The play would probably have faded in the nether realm where most theatrical productions reside with just a few more sniggers given the sexual aspects and a little more outrage than usual given its pro-Irish independence theme. However it really hit the headlines due to the activities of censorious religiously motivated prude and all-around screw-face Mary Whitehouse. Never knowingly without sand in her vag, though Whitehouse knew nothing about politics (the subtleties of rape as a metaphor passed over her head with a sonic boom), she knew filth when she heard about it. If the depiction of sodomitical intercourse between men on stage wasn’t filth then nothing was. The self-appointed guardian of the nation’s morals didn’t go see the play, but did send one of her minions to attend a showing. He reported he had seen one of the actors insert his penis into another actor's rear. Despite Whitehouse’s urgings the Director of Public Prosecutions said no legal action would be taken, so Whitehouse initiated her own private prosecution against the director for having "procured an act of gross indecency” contrary to the Sexual Offences Act of 1956 – the same law used against cottaging.

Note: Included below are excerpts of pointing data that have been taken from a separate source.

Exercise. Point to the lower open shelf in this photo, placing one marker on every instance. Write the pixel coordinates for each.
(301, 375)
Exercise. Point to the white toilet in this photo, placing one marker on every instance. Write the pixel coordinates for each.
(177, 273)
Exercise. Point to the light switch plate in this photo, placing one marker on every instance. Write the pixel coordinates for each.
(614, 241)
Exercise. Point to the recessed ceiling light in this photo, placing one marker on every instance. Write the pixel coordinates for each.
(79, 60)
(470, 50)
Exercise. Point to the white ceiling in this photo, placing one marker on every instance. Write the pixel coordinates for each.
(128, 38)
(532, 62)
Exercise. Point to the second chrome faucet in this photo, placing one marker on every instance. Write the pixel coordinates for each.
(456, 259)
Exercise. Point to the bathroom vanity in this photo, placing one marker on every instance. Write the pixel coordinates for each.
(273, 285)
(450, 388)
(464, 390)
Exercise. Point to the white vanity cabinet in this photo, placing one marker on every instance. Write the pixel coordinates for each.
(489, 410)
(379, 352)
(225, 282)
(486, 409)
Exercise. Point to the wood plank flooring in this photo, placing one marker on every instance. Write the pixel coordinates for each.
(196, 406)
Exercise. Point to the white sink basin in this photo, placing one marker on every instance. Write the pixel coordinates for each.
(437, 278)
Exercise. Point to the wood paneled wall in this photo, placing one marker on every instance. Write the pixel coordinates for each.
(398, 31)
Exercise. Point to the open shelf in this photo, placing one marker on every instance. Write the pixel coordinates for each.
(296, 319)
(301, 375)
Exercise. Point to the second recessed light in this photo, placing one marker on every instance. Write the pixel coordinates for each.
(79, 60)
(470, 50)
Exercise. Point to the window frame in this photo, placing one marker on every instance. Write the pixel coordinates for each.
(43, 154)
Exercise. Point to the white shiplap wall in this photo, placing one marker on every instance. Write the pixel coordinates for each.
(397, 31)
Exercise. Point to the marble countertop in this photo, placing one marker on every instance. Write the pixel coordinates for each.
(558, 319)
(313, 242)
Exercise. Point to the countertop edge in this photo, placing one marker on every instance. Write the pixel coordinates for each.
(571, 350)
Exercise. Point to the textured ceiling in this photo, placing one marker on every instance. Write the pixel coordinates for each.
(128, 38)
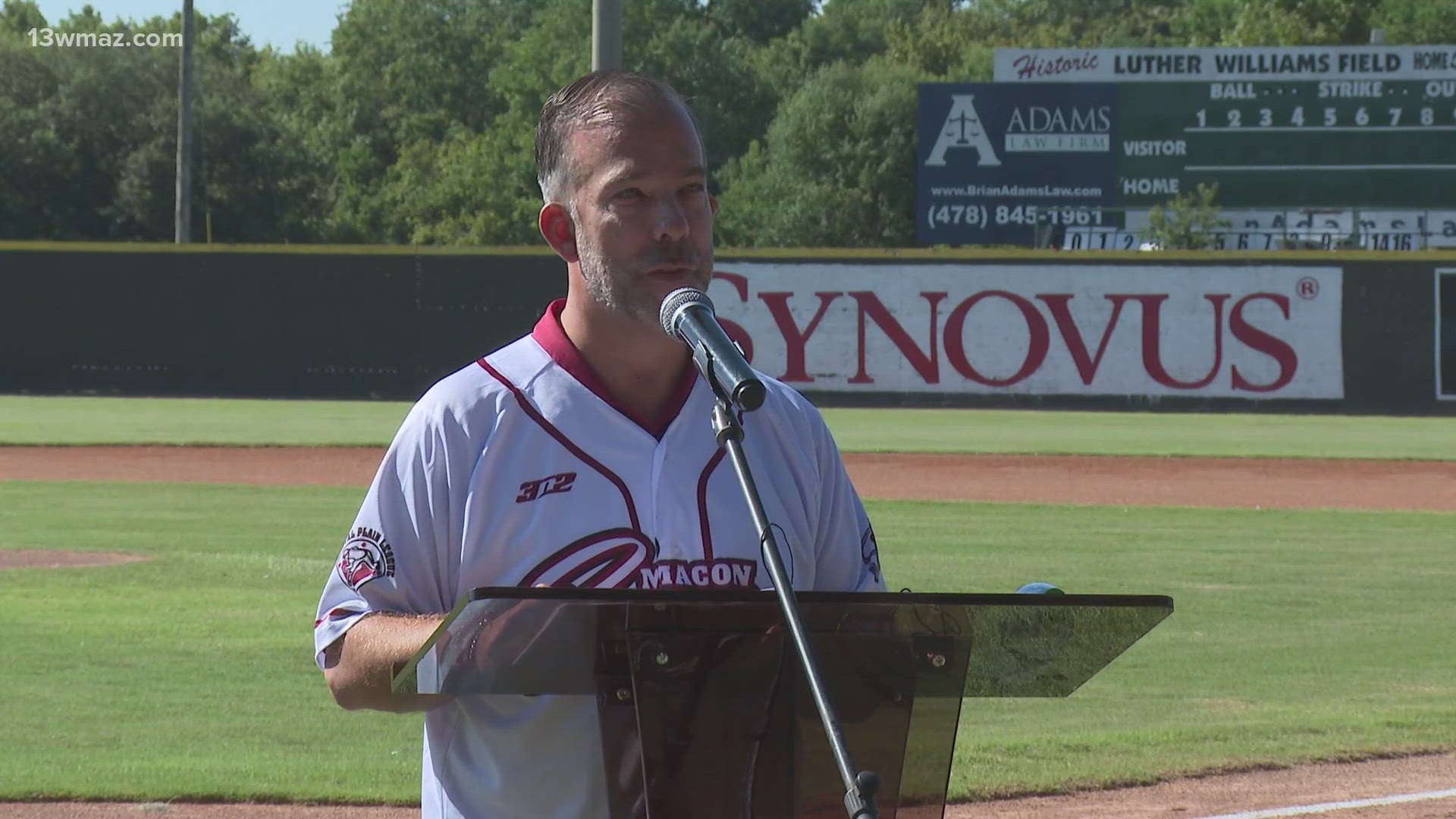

Not the Nine O’Clock News, 1981
(First half is a parody of the somewhat raunchy dance troupe “Hot Gossip”, a few of whose members were fairly obviously gay. Here you can you see Rowan Atkinson, Griff Rhys-Jones and Mel Smith as “The Nancy Boys” swishing about to Blondie’s “Atomic” as some rather bored dancers more than just a little cheesed off with their lithe female colleagues tarting it about – whereas real gay dancers would probably try to outshine the females and hog the spotlight. This is closer to the cliche of male ballet dancers bored and envious of the attention given to then women).
Starts at 1.18
The play makes the perfect occasion for an “I’ll be buggered if I go out there” joke.
The trial went around with terrible consequences for the accused if found guilty. The prosecution though had only one witness, the minion who had reported to Whitehouse. His evidence was that he had seen a penis penetrate. Upon questioning it was revealed that he had purchased a cheap seat at the rear of the audience making him unreliable, so that he had not seen what had really happened on stage - the actor had in fact simply made a fist with his thumb sticking out and mimed penetration.
The presiding judge said the case could still continue on the Act's grounds of obscenity as the tendency to deprave or corrupt, but then Whitehouse’s lawyer refused to proceed and the case collapsed in an unprecedented manner. Both sides claimed victory, although since she was the party who initiated a £40,000 law case on the basis of an obscured thumb, you can’t help but feel Whitehouse looks the more foolish.